Republic v Dickson Maina [2020] KEHC 8260 (KLR)
Full Case Text
REPUBLIC OF KENYA
IN THE HIGH COURT OF KENYA AT KERUGOYA
CRIMINAL MURDER NO. 3 OF 2012
REPUBLIC................RESPONDENT
VERSUS
DICKSON MAINA..........ACCUSED
RULING
1. The accused person Dickson Maina is charged with the offence of Murder contrary to Section 203 as read with Section 204 of the penal code. It is alleged that on 27/12/2011 at Kavote, village Guama Sub-location in Kirinyaga East District within Central Province the accused person murdered Lucy Wanyiri Gachoki.
2. The accused person denied the charge. This prompted the prosecution to call Seven witnesses in an attempt to prove the charge against the accused person. This is now a ruling as to whether the prosecution has established a prima facie case to warrant the accused to be put on his defence.

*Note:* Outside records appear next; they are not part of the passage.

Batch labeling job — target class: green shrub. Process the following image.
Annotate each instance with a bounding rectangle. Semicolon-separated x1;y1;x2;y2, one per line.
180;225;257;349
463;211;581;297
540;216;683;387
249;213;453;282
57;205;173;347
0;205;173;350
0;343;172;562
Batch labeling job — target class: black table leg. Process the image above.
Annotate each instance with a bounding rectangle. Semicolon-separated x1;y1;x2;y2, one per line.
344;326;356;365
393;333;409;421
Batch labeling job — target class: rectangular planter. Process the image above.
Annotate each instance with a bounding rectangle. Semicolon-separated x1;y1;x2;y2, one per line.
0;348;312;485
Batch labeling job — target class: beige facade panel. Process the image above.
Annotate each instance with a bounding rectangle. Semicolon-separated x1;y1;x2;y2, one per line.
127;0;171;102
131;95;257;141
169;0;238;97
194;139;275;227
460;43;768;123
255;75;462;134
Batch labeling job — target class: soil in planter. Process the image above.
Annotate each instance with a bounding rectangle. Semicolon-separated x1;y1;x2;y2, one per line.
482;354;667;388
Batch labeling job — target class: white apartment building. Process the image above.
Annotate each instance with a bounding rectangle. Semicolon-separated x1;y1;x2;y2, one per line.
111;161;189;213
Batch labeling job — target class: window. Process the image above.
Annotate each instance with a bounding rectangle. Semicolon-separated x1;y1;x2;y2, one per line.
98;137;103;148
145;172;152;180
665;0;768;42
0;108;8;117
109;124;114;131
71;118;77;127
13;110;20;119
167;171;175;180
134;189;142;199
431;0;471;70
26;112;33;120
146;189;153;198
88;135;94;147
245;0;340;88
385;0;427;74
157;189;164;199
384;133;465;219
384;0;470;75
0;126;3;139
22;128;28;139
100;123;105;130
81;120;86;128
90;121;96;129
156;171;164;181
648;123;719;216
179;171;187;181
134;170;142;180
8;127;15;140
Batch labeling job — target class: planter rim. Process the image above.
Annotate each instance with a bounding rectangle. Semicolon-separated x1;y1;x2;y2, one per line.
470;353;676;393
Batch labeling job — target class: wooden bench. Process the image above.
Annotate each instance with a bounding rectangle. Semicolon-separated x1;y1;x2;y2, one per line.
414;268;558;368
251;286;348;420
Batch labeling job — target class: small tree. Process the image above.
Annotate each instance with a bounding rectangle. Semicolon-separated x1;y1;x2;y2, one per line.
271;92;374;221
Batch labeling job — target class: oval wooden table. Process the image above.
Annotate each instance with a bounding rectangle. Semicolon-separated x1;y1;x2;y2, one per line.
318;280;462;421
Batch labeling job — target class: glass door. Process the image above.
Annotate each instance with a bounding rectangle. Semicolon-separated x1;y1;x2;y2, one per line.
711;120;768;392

3. I have considered the evidence by the prosecution witnesses. I have considered the submissions by the counsel for the accused Rose Njeru and Mr. Obiri Ass. D.P.P for the State. I find that at this stage the court is not required to go into the details and give reasons for finding that the accused has a case to answer. This is because it would prejudice the defence of the accused. It is sufficient to inform the accused that he will be required to address the court in his defence.
4. Having considered the evidence tendered, the question is whether it meets the test of a prima facie case as laid down in the case of Ramanlal T. Bhatt –v- R (1957) E. A 332
It was stated:-
“Remembering that the legal onus is always on the prosecution to prove its case beyond any reasonable doubts, we cannot argue that a prima facie case is merely on which on, full consideration might possibly be thought sufficient to sustain a conviction this perilously near suggesting that the court would not be prepared to convict if no defence is made, but rather hopes the defence will fill the gaps in the prosecution case, nor can we urge that the question whether there is a case to answer depends only on whether there is some evidence irrespective of its credibility or weight sufficient to put the accused on his defence. A mere scintilla of evidence can never be enough nor can any amount of worthless discredited evidence ------ it may also not be easy to define what is meant by prima facie case but at least it must mean one on which a reasonable tribunal. Properly directing its mind to the law and the evidence could convict if no explanation is offered by the defence.”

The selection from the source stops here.